Sportdirektor Zorc sieht Raschl und Passlack „sehr gern“ beim BVB

Wer Michael Zorc auf Raschl und Passlack anspricht, erfährt, dass der BVB-Sportdirektor beide Spieler „sehr gern“ bei Borussia Dortmund habe und es begrüße, falls sie sich „durchbeißen“ wollen. Allerdings wird auch Zorc wissen, dass es fürs „Durchbeißen“ in diesem besonderen Fall wohl Zähne bräuchte, die kleinen Kindern Angst einjagen und nur an Halloween salonfähig sind. Es tummelt sich nun mal, das lässt sich nicht wegdiskutieren, ein Haufen Nationalspieler um Raschl und Passlack - und vermutlich sind die einstigen Hoffnungsträger aus der eigenen Jugend Paradebeispiele dafür, wie schwierig es mittlerweile geworden ist, den Sprung aus der Dortmunder U19 in die Profimannschaft des BVB zu schaffen. Es gibt sehr viele sehr gute Nachwuchsfußballer in Deutschland, aber doch nur sehr wenige, die gut genug für Borussia Dortmund sind.

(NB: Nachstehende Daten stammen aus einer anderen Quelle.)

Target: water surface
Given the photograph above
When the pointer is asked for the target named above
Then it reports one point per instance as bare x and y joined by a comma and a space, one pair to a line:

Dazu passt, was Otto Addo, der Trainer für die Top-Talente beim BVB, jüngst über Raschl sagte: „Ich bin überzeugt, dass er seinen Weg gehen und Stammspieler in der ersten Liga wird.“ Und dann schob er nach: „Wann und wo das sein wird, ist schwierig zu sagen.“ Raschl und Passlack werden sich wohl entscheiden müssen, was für ihre persönliche Entwicklung wertvoller ist. In Dortmund im obersten Regal lernen und nur wenig spielen? Oder andernorts eine Etage tiefer weitermachen, aber dafür häufiger auf dem Platz stehen. Der direkte Weg zum großen Traum vom etablierten BVB-Profi scheint jedenfalls verbaut zu sein.